The digging spades and forks are made with taller handles for extra reach and leverage and taller gardeners will find them less back breaking. They offer exceptional strength from the strapped sockets and double riveted handles. They are very comfortable to handle, whilst being light and easy to use. For general gardening I do recommend you take a look at the border spade and fork which are lovely tools that make light work of digging.
pic. 4a Burgon and Ball Border Fork
If you find digging with a spade hard work on your back then swap over to a border spade, you lift less soil weight. The border fork is great for cultivating between plants and light digging. I think this is one of the most essential garden tools. Both the digging and border spade come with treads to prevent foot stress.
pic. 5 Burgon and Ball Eging Kinife
The Burgon and Ball stainless steel lawn edging iron is the nicest I have seen and used.

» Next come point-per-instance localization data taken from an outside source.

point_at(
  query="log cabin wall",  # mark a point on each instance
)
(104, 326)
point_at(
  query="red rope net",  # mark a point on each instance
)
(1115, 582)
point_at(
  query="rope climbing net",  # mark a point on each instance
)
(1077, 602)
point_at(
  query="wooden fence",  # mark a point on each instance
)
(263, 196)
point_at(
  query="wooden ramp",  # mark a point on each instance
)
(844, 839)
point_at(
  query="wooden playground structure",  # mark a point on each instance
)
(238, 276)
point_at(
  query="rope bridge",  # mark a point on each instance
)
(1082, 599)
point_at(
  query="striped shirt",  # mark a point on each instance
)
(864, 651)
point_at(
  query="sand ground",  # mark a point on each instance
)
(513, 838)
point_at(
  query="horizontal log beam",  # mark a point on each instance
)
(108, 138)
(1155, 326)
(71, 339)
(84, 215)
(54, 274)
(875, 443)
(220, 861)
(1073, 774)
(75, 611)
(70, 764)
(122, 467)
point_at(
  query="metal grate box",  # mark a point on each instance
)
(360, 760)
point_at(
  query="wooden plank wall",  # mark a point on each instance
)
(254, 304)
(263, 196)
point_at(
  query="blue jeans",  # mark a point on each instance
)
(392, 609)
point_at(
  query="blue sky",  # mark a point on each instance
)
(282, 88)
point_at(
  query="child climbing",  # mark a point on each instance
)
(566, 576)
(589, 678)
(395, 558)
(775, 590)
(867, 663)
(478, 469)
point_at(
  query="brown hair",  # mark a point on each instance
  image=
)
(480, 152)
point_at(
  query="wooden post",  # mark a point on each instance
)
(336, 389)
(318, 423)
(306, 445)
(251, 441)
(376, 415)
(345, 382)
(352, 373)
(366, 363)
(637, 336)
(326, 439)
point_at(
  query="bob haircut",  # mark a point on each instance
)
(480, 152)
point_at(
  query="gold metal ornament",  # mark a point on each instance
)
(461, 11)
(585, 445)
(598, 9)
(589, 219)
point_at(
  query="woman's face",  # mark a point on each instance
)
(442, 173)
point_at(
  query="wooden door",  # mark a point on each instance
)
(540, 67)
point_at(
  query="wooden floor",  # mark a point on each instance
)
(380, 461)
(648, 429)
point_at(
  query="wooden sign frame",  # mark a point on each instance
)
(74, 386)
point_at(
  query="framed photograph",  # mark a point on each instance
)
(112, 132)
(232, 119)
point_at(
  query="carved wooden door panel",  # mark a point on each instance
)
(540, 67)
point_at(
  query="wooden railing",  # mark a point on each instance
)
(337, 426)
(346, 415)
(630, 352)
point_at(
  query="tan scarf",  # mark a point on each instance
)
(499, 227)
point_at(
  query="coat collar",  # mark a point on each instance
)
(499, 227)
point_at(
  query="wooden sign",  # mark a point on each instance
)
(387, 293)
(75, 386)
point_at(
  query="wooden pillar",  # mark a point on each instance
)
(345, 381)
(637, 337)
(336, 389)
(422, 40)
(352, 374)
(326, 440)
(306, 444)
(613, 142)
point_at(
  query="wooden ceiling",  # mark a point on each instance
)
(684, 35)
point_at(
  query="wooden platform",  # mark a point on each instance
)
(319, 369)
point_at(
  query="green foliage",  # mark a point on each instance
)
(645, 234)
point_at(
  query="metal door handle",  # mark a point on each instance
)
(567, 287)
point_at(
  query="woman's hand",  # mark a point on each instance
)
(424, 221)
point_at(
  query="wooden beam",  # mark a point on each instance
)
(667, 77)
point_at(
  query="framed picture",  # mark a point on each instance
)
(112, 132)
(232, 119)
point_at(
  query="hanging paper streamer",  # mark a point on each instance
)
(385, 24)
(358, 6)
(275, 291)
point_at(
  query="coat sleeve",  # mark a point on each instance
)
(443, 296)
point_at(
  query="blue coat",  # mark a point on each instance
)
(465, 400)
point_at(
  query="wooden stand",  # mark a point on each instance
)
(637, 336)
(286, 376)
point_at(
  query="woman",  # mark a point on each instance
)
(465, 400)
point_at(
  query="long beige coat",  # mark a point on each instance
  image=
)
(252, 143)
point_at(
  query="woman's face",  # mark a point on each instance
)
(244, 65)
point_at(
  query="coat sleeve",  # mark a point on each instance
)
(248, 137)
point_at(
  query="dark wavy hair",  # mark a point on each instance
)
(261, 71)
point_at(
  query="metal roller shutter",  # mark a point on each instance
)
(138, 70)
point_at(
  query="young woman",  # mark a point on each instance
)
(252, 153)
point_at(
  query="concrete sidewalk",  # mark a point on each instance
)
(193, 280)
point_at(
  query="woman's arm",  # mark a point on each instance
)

Its best feature without a doubt is the extra-long handle; most other edging irons have very short handles. This makes them difficult and uncomfortable to use for any length of time. This edging iron is the perfect tool for keeping your lawn edges trim and in top condition; it is also ideal for marking out new beds and borders.
pic. 6 Burgon and Ball Leaf rake
Both the lawn and soil rakes are beautifully crafted and very well balanced. The lawn rake is easy to use and will not tire your arms as quickly. It has strong, sprung tines to scarify and remove moss and thatch from your lawn without bending or snapping the tines, however hard you work at it. Now’s a great time to invest in this lawn rake as this is the perfect time to rake out the moss and thatch and apply an autumn lawn fertiliser and mosskiller. I use it as a back-up leaf rake too.
pic. 7 Dutch Hoe
I am a great one for hoeing as the main method of annual weed control. I think many gardeners are too quick to reach for the ready-to-use weedkiller when a hoe would do the job better. The Burgon and Ball Dutch hoe is a superb cultivating tool. A lot of Dutch hoe heads are not at the correct angle for efficient and ergonomic use. This means they can be quite wearing on your lower back; the last thing you need when gardening. This Dutch hoe is set at an angle that allows the user to stand upright and skim through the soil to remove weeds in beds and borders.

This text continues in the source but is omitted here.